Debiera tenerse en cuenta que en marzo de este año se produjo un brusco freno a la vida que teníamos. Una vida que transcurría en una vertiginosidad impensada algunas décadas atrás, en una especie de paroxismo del capitalismo: esa forma de vida que hace que el Otro exija goce permanente. La pulsión quedó girando locamente, sin brújula y sin destino los primeros días: todo el mundo haciendo gimnasia, viendo películas, cocinando, haciendo bricolaje, etc. y gozando sonrientes de su difusión en las redes sociales, estos fueron los destinos ad hoc hallados en medio del apuro. El aislamiento social preventivo y obligatorio (ASPO) derivó en un distanciamiento de los cuerpos, en una puesta en suspenso de los rostros, tapados por los barbijos con pérdida de la expresión facial, imposibilidad de encuentros, suspensión de todas las actividades... poder salir a la calle sin temor, las mil ceremonias para salir y volver a casa, la realidad virtual --para muchos-- como la única alternativa de contacto con el otro, etc. Nada de esto ha sido gratuito, sobre todo en una forma de vida para la cual la frustración es mala palabra. El Otro dictaminó que la frustración sería inexistente al proclamar a la felicidad garantizada por el consumo y la velocidad. No-castración para todos y todas. Una trampa siniestra: en realidad todo el mundo viviendo en un estado de frustración constante por efecto de un ideal de felicidad garantizada que obliga a esfuerzos in-humanos. Al mismo tiempo, este aislamiento de los otros ha implicado una limitación enorme de algo sumamente humano: el contacto corporal con el otro. Hay términos que se invirtieron: cuidar al otro es no tocarlo, hacerlo es ponerlo en riesgo. Así que estamos viendo que la suspensión brusca de la vida que llevábamos fue a cambio de... nada, para muchos... de salvar la vida y la salud para una otros. Hay algo importante a tener en cuenta: no es la mayoría la que niega el riesgo, desobedece indicaciones, desafía el sentido común. Pero quienes sí lo hacen son un número suficiente para echar por tierra con el intento de frenar la pandemia y condenar al contagio y muerte a muchos. A muerte además porque los médicos intensivistas nos avisaron: no dan más y pueden incurrir en errores en su praxis.

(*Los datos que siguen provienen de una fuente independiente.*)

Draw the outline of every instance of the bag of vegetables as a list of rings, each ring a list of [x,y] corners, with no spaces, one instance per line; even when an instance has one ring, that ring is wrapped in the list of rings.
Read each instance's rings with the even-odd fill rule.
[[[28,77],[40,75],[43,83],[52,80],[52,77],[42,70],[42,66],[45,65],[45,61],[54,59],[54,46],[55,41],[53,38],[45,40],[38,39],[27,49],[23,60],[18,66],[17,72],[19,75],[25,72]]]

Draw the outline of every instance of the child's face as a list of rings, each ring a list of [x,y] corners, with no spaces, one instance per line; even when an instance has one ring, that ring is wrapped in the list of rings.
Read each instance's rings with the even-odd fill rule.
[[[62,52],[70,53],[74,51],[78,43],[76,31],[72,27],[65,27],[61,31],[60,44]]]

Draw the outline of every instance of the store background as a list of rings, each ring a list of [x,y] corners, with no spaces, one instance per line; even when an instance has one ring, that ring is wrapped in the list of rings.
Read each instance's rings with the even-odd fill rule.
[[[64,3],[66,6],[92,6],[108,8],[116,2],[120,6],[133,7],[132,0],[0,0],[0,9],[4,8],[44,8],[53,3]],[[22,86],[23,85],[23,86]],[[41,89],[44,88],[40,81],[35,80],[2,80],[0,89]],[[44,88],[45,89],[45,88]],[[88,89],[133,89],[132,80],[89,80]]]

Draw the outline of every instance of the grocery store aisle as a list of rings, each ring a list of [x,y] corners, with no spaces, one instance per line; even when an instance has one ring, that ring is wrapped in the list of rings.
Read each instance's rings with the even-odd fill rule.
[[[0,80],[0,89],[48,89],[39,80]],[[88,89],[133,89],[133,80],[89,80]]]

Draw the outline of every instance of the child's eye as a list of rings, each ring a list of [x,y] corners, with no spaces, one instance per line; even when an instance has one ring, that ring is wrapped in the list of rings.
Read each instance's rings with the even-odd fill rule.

La subjetividad actual --afín a la significación capitalista-- encuentra formas muy hábiles de apartarse de la percepción de lo que sucede. Y en lo que sucede lo que se hace presente es el contacto con lo real de la muerte bajo lo que se ha definido como un “enemigo invisible”: una suerte de francotirador que está apuntándonos cada vez que salimos de nuestras casas. En una sociedad en la cual la muerte ha sido barrida bajo la alfombra en las últimas décadas. Todo lo cual potencia el accionar de mecanismos como la forclusión y la desmentida. Que encuentran además su alimento en medios de comunicación que manipulan la información y hacen alianza por la apertura económica y la "libertad" con gobernantes --como en CABA-- aliados a su vez con el poder económico. Un poder que está tomado por la "racionalidad" capitalista, que no entiende que abrir más es cerrar más empresas por los contagios y que no quiere ver que en los países en los que todo se ha abierto las empresas quiebran igual. El día que se anunció un nuevo récord de contagios la noticia compartía el espacio principal de los diarios on line con el de la próxima reactivación de vuelos y viajes en micros. Algo esquizofrenizante.

También el accionar de la forclusión y la desmentida es favorecido por la indecisión en volver a un cierre como el de la fase uno de la cuarentena, que permitiría barajar y dar de nuevo, en un momento en el cual comienzan a oírse voces que hablan de angustia ante la sensación de desamparo. Dar de nuevo: asumir un rol educador para que las personas puedan salir de su casa sin riesgo y con el control necesario para que ello se cumpla, con sanciones severas para quienes no lo cumplan. El virus --como recodificacor universal ha dicho Franco Berardi -- obliga a una reformulación, a una traducción en el sentido freudiano, de la vida previa, a la cual el regreso parece improbable, por lo menos en el corto plazo. Los médicos intensivistas volvieron a poner a la subjetividad en medio de los números: es hora de salir de estos para que ella y la palabra tomen su lugar.

Yago Franco es presidente del Colegio de Psicoanalistas.